Laura Fàbregas

1-O: Catarsis colectiva

Se cumplen seis meses del referéndum ilegal del 1 de octubre, y el fanatismo independentista ha elegido esta fecha para recrearse en el dolor y en el recuerdo de aquella traumática vivencia de porras y golpes. Ese día muchos de mis conciudadanos pasaron miedo.

Opinión

1-O: Catarsis colectiva
Foto: Francisco Seco
Laura Fàbregas

Laura Fàbregas

Vivo entre Madrid y Barcelona. En tierra de nadie. Me interesan las causas incómodas. Pero lo importante no es lo que se dice sino lo que se hace.
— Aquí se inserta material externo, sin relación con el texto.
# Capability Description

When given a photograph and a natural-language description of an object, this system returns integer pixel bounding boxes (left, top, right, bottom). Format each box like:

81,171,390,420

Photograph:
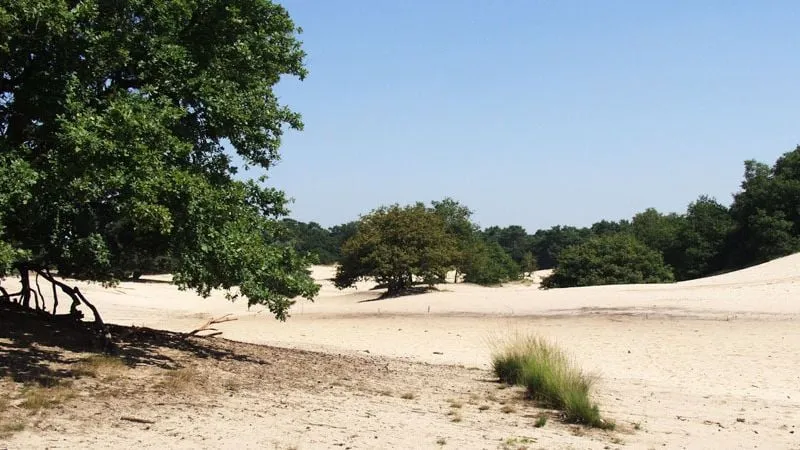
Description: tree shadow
357,286,439,303
0,302,266,386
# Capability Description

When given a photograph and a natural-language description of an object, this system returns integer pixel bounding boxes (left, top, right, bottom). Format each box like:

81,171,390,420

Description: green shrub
541,233,673,288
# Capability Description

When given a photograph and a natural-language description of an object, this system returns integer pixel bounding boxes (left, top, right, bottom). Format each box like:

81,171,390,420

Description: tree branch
182,314,237,339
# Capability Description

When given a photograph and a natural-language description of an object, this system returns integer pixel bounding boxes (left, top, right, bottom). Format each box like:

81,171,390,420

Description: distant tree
334,204,456,296
541,234,674,289
590,219,630,236
529,226,593,270
520,251,538,277
329,221,360,253
674,196,735,280
0,0,320,326
483,225,530,265
630,208,686,269
431,198,478,282
281,219,339,264
462,238,520,286
727,149,800,266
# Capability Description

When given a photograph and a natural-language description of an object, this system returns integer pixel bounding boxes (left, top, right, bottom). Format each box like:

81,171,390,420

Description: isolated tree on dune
0,0,320,337
334,204,456,296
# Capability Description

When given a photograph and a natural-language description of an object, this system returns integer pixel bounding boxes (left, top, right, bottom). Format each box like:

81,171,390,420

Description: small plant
478,404,490,411
500,405,516,414
534,415,547,428
400,392,416,400
436,437,447,446
450,412,462,423
447,399,463,409
501,437,535,450
633,421,642,430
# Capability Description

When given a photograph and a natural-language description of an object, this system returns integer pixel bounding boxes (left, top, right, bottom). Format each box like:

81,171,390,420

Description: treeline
286,145,800,290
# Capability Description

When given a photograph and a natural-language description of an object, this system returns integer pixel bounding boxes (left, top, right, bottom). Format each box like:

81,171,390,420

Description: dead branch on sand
182,314,237,339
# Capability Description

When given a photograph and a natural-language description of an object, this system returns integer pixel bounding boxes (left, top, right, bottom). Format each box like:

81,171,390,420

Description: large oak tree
0,0,319,327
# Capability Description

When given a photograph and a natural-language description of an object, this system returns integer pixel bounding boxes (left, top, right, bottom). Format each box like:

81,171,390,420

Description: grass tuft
490,333,613,429
400,392,416,400
534,415,547,428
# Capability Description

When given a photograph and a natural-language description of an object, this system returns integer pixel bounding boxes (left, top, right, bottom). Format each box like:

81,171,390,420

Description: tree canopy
334,203,456,296
0,0,319,321
541,234,674,289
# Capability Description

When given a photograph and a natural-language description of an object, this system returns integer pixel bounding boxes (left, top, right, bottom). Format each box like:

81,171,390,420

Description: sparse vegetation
491,334,613,429
20,380,76,411
447,398,463,408
72,355,127,378
534,415,548,428
436,437,447,446
500,436,535,450
400,392,416,400
0,419,25,438
156,367,203,392
478,404,490,411
500,405,516,414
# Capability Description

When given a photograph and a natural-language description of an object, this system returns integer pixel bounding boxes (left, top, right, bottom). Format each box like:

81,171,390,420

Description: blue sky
256,0,800,231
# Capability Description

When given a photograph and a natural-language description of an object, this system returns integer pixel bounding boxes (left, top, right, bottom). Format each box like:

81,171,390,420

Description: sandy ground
3,253,800,449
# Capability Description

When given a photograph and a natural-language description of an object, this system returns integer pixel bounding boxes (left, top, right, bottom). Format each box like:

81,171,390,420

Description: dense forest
285,146,800,289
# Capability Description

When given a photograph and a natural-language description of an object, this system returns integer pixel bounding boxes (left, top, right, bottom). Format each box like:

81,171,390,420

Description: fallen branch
182,314,237,339
120,416,156,424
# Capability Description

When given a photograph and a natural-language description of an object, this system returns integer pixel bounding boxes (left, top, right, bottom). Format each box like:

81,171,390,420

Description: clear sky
256,0,800,231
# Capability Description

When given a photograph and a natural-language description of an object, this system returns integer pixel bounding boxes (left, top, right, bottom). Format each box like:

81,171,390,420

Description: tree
334,204,456,296
590,219,630,236
529,226,593,270
630,208,686,269
281,219,339,264
727,149,800,267
674,196,735,280
483,225,530,266
430,198,478,282
541,234,674,289
520,251,537,277
0,1,319,328
462,238,520,286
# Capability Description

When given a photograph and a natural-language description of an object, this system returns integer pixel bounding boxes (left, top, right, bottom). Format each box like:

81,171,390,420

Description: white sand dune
5,253,800,449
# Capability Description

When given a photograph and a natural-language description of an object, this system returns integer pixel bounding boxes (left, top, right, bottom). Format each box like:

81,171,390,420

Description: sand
4,253,800,449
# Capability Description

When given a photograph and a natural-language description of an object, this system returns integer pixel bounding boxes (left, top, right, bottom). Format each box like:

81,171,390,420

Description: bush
541,234,673,289
463,239,521,286
491,334,613,429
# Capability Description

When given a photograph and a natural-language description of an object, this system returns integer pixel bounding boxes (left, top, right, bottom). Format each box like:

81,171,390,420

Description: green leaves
335,203,457,295
0,0,318,319
541,234,674,289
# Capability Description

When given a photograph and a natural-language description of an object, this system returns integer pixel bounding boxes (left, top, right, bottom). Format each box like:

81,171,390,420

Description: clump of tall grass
490,333,614,429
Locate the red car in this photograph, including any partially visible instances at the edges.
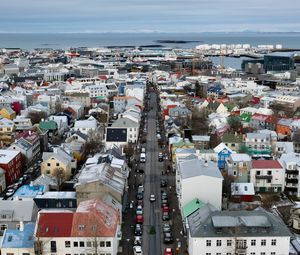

Se cumplen seis meses del referéndum ilegal del 1 de octubre, y el fanatismo independentista ha elegido esta fecha para recrearse en el dolor y en el recuerdo de aquella traumática vivencia de porras y golpes. Ese día muchos de mis conciudadanos pasaron miedo. Lo que empezó siendo una jornada ilusionante se transformó en la primera exhibición pública de la fuerza legítima del Estado. Y dolió. Como duele cualquier intento de derrocar a un Estado democrático, por mucho que sea mediante la revolución de las sonrisas en lo que Daniel Gascón llamó un golpe posmoderno.

En muchos de los pueblos, como el mío, no llegó ni la Policía Nacional ni la Guardia Civil, pero el miedo se propagó como la peste. La circulación de vídeos de municipios colindantes donde las fuerzas del Estado sí que dejaron huella de su paso y los rumores falsos fue el terreno para que el gregarismo campara a sus anchas. La masa, contagiada. El individuo, derrotado.

En sus últimos estertores, el nacionalismo ha elevado este episodio a efeméride. Una derrota más para celebrar junto a la Diada, la fiesta nacional de Cataluña que conmemora la caída de Barcelona el 11 de septiembre de 1714 en manos de las tropas borbónicas.

Ese episodio llenará el depósito del victimismo durante muchos años. Se recrearán en esa jornada cuya consecuencias, dicen muchos, ha sido tener que asistir a terapia. Ahora, seis meses después, observamos la catarsis colectiva de sus pulsiones reprimidas. De un pueblo castrado. Que tiene en el victimismo su placer prohibido.